Lt Col Cates said he is excited to see women on the front line, and when asked how he would react to any of his three daughters serving, he said he would be absolutely thrilled.
“In my first 10 months in the Army, the statement was issued saying it was OK to be gay in the army. Nothing changed, some came out, some didn’t,” he said.
“Exactly the same will happen (with women in infantry regiments).
“So far we have only selected 50% of the population, so why wouldn’t you open yourself up to 100%.
“I am really up for it, really excited. I hope it will be during my command tour.”
Lt Col Cates said the decision to allow women to serve on the front line was taken by commanders including those who had seen action with the Parachute Regiment, Special Forces and the Rifles.
“We need to be a 21st century Army. This is the right thing to do,” he said.
“I am the father of three little girls, if they wanted to join the Rifles, I would be absolutely thrilled.

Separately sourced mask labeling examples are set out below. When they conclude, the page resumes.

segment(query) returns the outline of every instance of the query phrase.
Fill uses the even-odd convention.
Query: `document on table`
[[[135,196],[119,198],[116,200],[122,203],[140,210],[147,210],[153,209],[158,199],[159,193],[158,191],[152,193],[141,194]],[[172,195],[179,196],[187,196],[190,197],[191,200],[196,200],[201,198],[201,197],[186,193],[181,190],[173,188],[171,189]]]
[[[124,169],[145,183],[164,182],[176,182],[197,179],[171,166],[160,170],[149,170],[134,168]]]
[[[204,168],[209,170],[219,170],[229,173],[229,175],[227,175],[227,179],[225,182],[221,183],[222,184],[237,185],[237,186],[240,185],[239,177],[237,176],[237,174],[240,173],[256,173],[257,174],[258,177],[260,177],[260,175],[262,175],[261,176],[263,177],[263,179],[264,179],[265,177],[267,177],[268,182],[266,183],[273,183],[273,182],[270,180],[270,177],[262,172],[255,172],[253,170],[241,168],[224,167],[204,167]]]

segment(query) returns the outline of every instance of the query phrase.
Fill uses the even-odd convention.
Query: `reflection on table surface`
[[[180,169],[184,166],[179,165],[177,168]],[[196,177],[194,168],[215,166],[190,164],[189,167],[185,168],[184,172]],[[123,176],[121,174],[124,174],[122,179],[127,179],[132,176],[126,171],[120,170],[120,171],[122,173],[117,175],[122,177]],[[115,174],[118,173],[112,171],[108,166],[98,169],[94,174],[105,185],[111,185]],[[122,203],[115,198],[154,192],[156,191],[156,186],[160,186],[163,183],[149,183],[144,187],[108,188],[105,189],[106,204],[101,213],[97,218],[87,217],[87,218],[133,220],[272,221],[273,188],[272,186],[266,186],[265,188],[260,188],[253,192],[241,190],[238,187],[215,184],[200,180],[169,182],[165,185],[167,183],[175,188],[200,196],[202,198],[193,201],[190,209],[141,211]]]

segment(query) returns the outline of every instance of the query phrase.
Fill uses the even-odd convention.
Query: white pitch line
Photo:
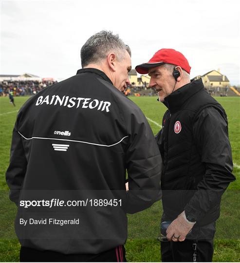
[[[3,113],[0,114],[0,116],[2,116],[3,115],[7,115],[7,114],[10,114],[13,113],[17,113],[18,111],[14,111],[13,112],[8,112],[8,113]]]
[[[240,165],[238,165],[236,164],[233,164],[233,167],[237,167],[237,168],[240,169]]]
[[[163,126],[162,125],[160,125],[157,122],[156,122],[154,120],[151,120],[151,119],[150,119],[148,117],[146,117],[146,118],[149,121],[150,121],[151,122],[152,122],[152,123],[154,123],[155,125],[157,125],[157,126],[158,126],[159,128],[163,128]]]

I really would.”
He was speaking to Press Association while leading his battalion on the challenging training exercise Askari Storm in central Kenya designed to test their readiness to deploy to Kabul next year.
2 Rifles, who are based at Thiepval Barracks in Lisburn, Co Antrim, are spending seven weeks in Kenya close to the Equator, taking part in challenging exercises in extreme conditions, including temperatures up to 40 degrees and basic living conditions.
They spent the first two weeks training in Laikipia Province before moving to Forward Operating Base (FOB) Simba, close to Archers Post from where they spent nights in the African bush under the stars.
It includes long marches carrying kit weighing up between 20-40kg and taking part in simulated attacks.
One of these was a night-long advance supported by the Kenya Defence Forces to find the “enemy” acted by the Queen’s Dragoons Guards defending a remote FOB.
Lt Col Cates said the exercise was to prepare 2 Rifles for their next deployment to Kabul next year.
He said he has been staggered by how well his men have coped with the challenging conditions.
“Every single time I have been to see them training, I have just been amazed at how professional they are, how much enthusiasm they have for the job and how proud they are making me.”